In 2005, authorities arrested Itzler, who pleaded guilty to money laundering and promoting prostitution in 2006, and was sentenced to 18 months in prison. Bergrin then took over the business for two months. During this time, authorities allege that Bergrin grossed $50,000 to $80,000, before payroll and other expenses. In 2007, Bergrin was arrested and charged with money laundering, conspiracy, promoting prostitution, and misconduct by an attorney, with the possibility of up to 25 years in prison. Bergrin's attorney suggested that he was the victim of retaliation from prosecutors on account of his work in criminal defense. An associate of Bergrin's firm later testified that he accompanied Bergrin as he appealed to the heads of several American and Sicilian Mafia families to "send a very strong message" to a potential witness who had damaging information about his role in the prostitution ring.
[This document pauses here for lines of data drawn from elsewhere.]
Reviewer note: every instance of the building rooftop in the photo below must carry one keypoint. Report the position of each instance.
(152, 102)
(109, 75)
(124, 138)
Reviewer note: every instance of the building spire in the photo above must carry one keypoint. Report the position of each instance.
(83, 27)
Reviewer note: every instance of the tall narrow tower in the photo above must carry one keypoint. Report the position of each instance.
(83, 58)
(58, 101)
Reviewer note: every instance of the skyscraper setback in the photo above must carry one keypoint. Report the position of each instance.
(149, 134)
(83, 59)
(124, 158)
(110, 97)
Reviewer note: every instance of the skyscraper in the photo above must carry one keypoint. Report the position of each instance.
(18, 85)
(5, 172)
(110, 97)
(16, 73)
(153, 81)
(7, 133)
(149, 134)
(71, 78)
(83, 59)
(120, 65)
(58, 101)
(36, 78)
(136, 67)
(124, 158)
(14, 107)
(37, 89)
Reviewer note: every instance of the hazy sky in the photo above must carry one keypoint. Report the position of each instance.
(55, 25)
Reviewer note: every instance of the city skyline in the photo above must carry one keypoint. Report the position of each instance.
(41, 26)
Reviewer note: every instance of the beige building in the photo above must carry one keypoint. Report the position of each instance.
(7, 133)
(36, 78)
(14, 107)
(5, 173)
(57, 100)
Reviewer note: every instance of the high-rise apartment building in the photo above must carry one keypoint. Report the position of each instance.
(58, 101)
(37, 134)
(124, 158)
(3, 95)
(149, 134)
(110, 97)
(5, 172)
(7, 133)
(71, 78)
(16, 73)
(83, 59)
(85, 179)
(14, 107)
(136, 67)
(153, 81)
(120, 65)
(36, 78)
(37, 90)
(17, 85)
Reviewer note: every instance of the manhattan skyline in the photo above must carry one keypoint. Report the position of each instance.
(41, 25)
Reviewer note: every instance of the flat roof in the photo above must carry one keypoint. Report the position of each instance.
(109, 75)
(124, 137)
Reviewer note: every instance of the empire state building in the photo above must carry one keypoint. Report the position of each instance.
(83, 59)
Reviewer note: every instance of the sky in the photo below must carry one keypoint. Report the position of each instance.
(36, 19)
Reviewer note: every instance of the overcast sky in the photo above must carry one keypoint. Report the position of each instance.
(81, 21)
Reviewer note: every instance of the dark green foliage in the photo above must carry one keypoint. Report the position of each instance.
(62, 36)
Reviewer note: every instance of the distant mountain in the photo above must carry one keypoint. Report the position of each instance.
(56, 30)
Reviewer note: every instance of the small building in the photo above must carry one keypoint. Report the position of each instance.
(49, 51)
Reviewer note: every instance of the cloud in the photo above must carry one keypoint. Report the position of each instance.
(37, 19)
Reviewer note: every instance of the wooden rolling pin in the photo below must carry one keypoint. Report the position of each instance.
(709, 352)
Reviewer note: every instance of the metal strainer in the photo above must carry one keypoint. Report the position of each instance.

On May 4, 2009, he pleaded guilty to misdemeanor charges, and he was sentenced in September to time served (amounting to several hours awaiting processing), 3 years probation, and forfeiture of $50,000.

==Criminal indictments==
In May 2009, Bergrin was arrested for conspiring to murder an informant in March 2004 to prevent his testimony against one of Bergrin's clients. From the time of this arrest until November 2009, Bergrin was held in a Special Housing Unit (SHU) by the U.S. Bureau of Prisons. A federal judge ordered his release into the general population (the main body of inmates).

On April 12, 2011, the Third Circuit Court of Appeals reinstated "RICO" racketeering charges against Bergrin, which had been dismissed by the trial court.

On June 6, 2011, Bergrin was charged with a multitude of federal criminal charges: a federal grand jury returned a 138-page, second superseding indictment against Bergrin, previously accused of heading a crime syndicate involved in bribery, mortgage fraud and murder of a witness, now adding racketeering charges.

Bergrin's first trial in 2011, on a portion of the charges, ended in a hung jury. The trial judge was William J. Martini, Bergrin was represented by Larry Lustberg of Gibbons P.C. Robert A. Mintz, of the Newark firm McCarter & English was appointed receiver for Bergrin's law practice. In 2012, the Third Circuit permitted the government to introduce evidence of another occasion when Bergrin had allegedly plotted the murder of a witness, who planned to testify against Richard Pozo.

On March 18, 2013, a jury convicted attorney Bergrin of all 23 counts on which he was tried, including conspiracy to murder a witness and other racketeering, cocaine and prostitution offenses. The U.S. Attorney for New Jersey, Paul J. Fishman, announced the verdict. "Bergrin's conduct was a stunning violation of his role as an officer of the court and a betrayal of his roots as a member of law enforcement", said U.S. Attorney Fishman. "Today, the jury returned the verdict compelled by the evidence and imposed the justice he deserved. We take no joy from his tragic fall, but I am extremely proud of the work done by those in my office and agents from the FBI, IRS and DEA that led to this just result."

Bergrin received a life sentence on September 23, 2013. On December 18, 2014, his convictions and sentences were upheld by a three-judge federal appeals panel. Bergrin was disbarred in New York in 2010, and in New Jersey in 2016.